Boost logo

Boost Users :

Subject: Re: [Boost-users] Get All Words Offset in String using Boost regex
From: Anthony Foiani (tkil_at_[hidden])
Date: 2012-01-05 21:25:21


S Nagre <snagre.mumbai_at_[hidden]> writes:

> std::string escapeChar = "\\" ;
> std::string bChar = "b";
> std::string dotChar = ".";
>
> std::string findWordInStr = escapeChar + bChar + dotChar +
> escapeChar + bChar;

This ends up with the expression "\\b.\\b", which will only ever match
a single character with word break on either side (so, in your
example, it should match all and only the spaces):

> "Hello World and Google"
        ^ ^ ^

Closer would be "\\b.+?\\b", but that would still match on your spaces:

> "Hello World and Google"
   ^ ^^ ^^ ^^

If you really want words, you are best off deciding what constitutes a
word, and then writing the regex for exactly that purpose.
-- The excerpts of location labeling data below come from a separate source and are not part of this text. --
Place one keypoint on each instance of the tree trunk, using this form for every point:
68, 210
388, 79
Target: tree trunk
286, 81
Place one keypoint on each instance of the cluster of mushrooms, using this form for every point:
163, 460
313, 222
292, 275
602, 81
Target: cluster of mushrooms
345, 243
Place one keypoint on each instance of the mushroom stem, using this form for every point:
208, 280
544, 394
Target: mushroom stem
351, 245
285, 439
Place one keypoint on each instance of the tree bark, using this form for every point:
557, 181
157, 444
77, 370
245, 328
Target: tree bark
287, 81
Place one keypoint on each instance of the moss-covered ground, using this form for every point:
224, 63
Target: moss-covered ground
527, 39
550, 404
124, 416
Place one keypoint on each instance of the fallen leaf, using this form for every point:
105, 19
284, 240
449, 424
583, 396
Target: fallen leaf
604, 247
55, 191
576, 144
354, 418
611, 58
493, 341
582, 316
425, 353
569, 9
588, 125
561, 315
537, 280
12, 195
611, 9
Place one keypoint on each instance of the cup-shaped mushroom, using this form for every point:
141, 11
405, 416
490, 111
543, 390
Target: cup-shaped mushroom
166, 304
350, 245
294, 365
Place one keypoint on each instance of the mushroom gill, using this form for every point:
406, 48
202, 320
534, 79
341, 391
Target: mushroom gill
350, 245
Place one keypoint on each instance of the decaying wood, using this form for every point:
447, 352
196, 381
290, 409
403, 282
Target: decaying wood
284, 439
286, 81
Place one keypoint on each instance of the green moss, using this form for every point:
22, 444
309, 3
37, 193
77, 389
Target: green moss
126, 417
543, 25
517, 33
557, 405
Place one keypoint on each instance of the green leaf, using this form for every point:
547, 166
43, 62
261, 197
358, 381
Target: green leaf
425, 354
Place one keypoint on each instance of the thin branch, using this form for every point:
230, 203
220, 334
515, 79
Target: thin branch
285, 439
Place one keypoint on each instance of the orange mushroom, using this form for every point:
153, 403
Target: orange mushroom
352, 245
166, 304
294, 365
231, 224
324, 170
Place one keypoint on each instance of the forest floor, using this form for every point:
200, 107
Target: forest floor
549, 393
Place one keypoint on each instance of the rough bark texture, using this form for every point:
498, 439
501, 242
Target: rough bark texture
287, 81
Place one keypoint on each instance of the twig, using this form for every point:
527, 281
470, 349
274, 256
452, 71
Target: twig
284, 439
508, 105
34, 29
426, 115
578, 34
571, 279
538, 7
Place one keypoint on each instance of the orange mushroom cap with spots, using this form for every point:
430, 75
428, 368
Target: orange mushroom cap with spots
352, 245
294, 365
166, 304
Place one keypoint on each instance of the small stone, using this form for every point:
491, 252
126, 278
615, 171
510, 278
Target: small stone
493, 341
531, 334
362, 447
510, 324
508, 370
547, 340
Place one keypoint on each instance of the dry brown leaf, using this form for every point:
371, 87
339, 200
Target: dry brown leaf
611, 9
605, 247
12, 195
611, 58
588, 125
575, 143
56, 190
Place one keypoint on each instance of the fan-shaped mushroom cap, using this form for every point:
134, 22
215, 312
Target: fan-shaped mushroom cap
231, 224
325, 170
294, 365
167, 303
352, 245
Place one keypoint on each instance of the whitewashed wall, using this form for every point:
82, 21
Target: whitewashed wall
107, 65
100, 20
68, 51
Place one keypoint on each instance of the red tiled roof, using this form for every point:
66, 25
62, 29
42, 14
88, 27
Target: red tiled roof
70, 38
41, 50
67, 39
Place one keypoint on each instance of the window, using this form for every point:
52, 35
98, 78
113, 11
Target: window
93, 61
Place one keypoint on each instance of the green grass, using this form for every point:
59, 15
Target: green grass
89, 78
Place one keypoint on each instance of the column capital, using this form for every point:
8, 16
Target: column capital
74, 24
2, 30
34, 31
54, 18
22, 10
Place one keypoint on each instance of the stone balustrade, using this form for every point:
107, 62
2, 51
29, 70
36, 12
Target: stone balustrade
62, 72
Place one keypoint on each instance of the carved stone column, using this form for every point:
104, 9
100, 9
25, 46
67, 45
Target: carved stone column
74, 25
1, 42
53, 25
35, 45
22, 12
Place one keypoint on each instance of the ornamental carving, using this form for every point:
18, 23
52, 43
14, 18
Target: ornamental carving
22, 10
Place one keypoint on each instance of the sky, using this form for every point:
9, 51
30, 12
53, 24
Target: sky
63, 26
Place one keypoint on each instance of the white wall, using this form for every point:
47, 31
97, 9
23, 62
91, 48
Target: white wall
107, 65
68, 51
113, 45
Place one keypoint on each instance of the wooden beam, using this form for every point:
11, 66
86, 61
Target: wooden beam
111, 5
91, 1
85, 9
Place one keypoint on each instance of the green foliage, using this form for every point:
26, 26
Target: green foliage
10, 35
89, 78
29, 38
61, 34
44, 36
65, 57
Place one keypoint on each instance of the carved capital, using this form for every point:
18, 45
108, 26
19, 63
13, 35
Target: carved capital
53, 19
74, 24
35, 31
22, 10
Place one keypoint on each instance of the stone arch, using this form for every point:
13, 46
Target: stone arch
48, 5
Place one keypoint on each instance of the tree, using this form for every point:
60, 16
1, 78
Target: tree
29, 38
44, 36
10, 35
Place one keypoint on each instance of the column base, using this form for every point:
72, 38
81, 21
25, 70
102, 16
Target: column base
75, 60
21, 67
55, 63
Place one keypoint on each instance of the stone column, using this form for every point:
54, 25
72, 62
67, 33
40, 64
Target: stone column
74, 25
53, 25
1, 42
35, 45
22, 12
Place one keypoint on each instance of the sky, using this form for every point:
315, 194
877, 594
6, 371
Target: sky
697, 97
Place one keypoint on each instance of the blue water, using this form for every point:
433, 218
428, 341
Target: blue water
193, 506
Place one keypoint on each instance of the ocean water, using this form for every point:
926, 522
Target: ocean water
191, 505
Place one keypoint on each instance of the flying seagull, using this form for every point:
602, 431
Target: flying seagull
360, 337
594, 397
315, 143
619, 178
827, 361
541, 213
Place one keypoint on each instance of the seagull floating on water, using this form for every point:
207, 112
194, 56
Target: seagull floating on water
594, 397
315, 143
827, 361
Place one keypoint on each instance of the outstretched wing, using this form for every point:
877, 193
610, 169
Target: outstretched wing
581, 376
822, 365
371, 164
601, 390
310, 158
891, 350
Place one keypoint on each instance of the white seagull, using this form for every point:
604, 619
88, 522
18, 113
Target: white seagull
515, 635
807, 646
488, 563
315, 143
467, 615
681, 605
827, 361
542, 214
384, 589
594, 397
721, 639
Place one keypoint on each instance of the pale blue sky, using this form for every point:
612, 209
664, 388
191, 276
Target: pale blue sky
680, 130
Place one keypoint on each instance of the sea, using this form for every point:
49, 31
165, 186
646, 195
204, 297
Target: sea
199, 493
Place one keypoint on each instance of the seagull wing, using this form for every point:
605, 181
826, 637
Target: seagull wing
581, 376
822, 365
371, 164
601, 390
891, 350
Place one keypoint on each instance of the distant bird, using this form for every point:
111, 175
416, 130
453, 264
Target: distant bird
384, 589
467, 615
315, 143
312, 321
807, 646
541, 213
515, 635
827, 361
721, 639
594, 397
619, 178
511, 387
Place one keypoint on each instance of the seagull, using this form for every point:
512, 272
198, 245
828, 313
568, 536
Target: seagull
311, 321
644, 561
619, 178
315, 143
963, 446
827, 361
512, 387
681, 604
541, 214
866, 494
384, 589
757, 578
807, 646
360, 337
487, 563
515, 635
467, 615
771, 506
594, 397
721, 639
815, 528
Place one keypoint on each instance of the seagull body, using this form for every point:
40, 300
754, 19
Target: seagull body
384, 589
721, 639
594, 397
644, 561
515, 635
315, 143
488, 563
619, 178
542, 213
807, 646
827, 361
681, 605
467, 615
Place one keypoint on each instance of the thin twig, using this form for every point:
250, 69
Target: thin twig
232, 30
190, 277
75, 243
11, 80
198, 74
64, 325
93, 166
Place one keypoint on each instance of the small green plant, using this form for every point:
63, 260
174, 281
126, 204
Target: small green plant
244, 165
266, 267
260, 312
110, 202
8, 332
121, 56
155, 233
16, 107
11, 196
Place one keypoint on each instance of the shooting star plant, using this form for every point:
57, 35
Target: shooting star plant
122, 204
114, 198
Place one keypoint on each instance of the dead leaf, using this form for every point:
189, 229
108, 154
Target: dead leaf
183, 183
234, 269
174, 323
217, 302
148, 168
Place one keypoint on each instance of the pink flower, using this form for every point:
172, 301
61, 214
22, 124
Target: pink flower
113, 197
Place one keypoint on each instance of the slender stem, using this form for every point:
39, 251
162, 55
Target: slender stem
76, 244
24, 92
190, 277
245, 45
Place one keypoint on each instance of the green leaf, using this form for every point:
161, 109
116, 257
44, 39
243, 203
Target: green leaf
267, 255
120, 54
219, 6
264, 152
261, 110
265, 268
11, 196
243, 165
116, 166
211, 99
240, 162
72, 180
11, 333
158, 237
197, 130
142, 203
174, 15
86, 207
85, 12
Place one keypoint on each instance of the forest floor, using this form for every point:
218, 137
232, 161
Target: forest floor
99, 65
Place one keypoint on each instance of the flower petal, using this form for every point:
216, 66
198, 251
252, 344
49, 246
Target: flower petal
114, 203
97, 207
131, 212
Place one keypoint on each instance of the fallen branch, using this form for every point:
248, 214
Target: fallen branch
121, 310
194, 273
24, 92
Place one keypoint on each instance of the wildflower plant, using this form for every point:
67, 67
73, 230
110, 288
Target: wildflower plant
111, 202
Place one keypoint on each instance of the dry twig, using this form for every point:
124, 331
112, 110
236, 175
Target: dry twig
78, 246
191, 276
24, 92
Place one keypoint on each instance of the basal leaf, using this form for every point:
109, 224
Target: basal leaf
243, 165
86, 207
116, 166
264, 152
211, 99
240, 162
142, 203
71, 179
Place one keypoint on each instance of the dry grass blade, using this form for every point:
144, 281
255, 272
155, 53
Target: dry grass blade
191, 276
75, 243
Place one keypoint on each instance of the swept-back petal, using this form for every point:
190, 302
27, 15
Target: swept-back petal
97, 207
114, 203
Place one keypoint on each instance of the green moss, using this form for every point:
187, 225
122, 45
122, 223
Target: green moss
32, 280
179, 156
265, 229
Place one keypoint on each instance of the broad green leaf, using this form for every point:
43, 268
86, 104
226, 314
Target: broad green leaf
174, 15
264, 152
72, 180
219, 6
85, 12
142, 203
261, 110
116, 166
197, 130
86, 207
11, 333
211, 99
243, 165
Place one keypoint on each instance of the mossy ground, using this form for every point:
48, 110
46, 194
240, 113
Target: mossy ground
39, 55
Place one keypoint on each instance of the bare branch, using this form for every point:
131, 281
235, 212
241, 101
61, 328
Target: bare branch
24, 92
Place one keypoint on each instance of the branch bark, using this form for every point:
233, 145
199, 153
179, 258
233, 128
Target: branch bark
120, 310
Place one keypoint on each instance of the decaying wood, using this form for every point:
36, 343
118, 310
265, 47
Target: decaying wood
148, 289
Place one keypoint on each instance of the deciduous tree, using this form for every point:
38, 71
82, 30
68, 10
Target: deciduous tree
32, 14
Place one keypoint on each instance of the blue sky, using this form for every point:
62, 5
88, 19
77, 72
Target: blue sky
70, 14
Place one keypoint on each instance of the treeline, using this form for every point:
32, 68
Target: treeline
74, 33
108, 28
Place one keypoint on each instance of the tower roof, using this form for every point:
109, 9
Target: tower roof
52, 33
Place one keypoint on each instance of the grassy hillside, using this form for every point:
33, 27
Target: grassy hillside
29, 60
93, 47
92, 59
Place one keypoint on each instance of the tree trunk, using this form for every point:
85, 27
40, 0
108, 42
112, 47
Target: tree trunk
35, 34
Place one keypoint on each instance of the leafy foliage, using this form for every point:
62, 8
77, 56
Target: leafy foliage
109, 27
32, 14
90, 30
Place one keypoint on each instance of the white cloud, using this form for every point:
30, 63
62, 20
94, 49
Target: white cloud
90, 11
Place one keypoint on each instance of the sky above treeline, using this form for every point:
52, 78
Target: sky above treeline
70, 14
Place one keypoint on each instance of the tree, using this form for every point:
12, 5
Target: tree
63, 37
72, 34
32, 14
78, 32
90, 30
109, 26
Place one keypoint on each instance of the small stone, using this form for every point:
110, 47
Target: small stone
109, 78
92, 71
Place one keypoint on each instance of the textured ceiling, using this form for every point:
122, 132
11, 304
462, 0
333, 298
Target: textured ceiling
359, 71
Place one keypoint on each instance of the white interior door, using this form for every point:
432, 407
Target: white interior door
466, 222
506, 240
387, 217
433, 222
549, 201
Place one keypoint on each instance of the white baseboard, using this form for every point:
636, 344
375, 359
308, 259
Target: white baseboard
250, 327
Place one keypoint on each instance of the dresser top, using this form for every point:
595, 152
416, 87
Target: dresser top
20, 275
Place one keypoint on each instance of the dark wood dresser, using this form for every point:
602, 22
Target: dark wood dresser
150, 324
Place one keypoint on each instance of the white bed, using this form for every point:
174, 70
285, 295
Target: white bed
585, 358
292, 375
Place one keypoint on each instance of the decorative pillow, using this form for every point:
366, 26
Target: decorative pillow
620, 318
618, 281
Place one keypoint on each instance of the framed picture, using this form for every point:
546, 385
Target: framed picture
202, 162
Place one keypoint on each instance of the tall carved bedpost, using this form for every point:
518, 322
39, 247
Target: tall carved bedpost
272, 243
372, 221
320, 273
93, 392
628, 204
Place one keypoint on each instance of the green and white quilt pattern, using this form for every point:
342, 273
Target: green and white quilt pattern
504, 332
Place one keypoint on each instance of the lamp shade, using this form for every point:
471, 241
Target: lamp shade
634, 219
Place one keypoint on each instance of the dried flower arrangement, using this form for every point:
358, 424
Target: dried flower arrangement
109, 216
There is
the built-in "\\w" character class, but only you can decide whether
things like apostrophes and hyphens break words. (And that's just in
English; I have no idea what constitutes word-break most other
languages!) For English, I'd consider something like "[\\w'-]+"
(which should be: all word chars, plus apostrophes, plus hyphens).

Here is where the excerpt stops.